By Lee Martin of http://leemartinauthor.com
I remember on New Year’s Eve, when I was a boy, my father’s side of the family would gather for a supper of oyster soup and games of cards—usually either Pitch or Rook. This was in a day when we didn’t have cell phones that took pictures, when we didn’t live in a society that immediately documents every moment. On occasion someone would have an instamatic camera or a Polaroid, so sometimes there would be a few moments frozen in time—people sitting around a kitchen table, cards fanned before them, my cousin reaching out to gather in a trick, or my mother in the midst of conversation, her head tossed back as she laughed.
These days we take countless photos and post them to social media or just leave them on our cameras or erase them, and it seems to me that we’ve made our experiences fleeting and disposable. In the days when photos were fewer, they meant more, particularly for the memoirist who years later studies these pictures for the stories they tell or the ones that they don’t.
When beginning to write a memoir, it’s often a good idea to gather photographs from the time in question. Looking at these pictures not only immerses you in the time period, it also provides an emotional connection between you and the people about whom you’re writing.
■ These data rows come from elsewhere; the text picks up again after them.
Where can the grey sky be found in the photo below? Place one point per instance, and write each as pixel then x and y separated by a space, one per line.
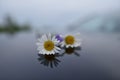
pixel 55 12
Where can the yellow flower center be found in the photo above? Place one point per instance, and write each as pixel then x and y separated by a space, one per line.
pixel 69 39
pixel 48 45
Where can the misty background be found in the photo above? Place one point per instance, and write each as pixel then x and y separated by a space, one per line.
pixel 98 21
pixel 63 14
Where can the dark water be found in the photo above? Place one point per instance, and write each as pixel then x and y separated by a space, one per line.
pixel 98 59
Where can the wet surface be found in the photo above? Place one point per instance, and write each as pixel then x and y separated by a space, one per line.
pixel 97 59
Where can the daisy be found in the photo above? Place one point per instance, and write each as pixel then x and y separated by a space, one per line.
pixel 47 44
pixel 71 40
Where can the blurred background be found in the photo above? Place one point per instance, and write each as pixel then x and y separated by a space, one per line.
pixel 98 21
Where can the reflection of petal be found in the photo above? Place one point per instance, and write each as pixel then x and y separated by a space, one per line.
pixel 49 60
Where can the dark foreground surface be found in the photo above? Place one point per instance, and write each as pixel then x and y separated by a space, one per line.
pixel 98 59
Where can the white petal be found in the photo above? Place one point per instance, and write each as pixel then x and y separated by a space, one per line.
pixel 53 38
pixel 49 36
pixel 57 48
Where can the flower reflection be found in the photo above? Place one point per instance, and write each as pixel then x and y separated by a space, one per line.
pixel 52 61
pixel 49 60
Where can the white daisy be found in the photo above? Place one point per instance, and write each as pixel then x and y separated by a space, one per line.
pixel 47 44
pixel 71 40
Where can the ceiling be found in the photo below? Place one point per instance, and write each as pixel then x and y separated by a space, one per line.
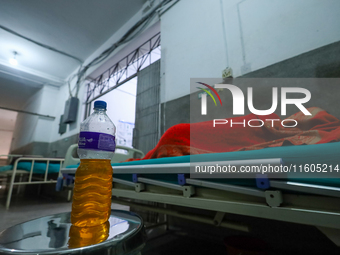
pixel 77 27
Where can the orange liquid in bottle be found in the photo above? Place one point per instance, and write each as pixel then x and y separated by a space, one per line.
pixel 80 237
pixel 91 205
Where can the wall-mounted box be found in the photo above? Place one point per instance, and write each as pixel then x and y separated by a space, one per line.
pixel 71 110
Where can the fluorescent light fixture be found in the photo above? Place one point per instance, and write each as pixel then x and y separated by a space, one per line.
pixel 13 60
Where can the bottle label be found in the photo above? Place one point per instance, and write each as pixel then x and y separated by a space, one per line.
pixel 96 141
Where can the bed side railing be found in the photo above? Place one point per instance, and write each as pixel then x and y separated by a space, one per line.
pixel 31 172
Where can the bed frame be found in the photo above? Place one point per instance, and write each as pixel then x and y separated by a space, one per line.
pixel 295 202
pixel 33 178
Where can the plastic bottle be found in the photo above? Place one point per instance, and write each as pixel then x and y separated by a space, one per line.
pixel 91 204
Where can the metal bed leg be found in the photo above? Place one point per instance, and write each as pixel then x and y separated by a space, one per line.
pixel 9 196
pixel 273 198
pixel 20 180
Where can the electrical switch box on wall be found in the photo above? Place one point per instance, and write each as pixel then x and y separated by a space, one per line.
pixel 71 110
Here are some things that can happen while looking at old photos:
1. A photograph can suggest a scene. You look at the clothes people wore, the way someone held his or her hands, the things on the wall of the kitchen, the radio on top of the refrigerator, the old percolator in the corner, etc., and suddenly from these details people begin to move and talk.
2. A photograph can suggest other scenes. You look at the picture and remember the night of the New Year’s Eve party, and that memory triggers other memories, and the next thing you know you’re constructing a narrative.
3. A photograph can make you curious. Why did your father’s eyeglasses never fit properly? Why didn’t he take the time to get them adjusted? What does that one detail say about the story of your family?
4. A photograph can suggest the secrets your family tried to keep. What does that pained smile on your mother’s face try to cover over? What do you know about her that’s there just below the surface of the photograph?
5. A photograph can carry you forward into the present. What would that New Year’s Eve party be like now if everyone would have been allowed to live and you could interact with them as the adult you are? How does that moment from years ago connect to the person you are now?
For the memoirist, old photos can be keys to making your writing a vivid inquiry into past, present, and future. Meaning resides in those photos. If we start with them, we’ll be well on our way to finding what they contain. Photos can document experience while also sparking our imagination. Take the time to look, to remember, to question, to think, and to imagine.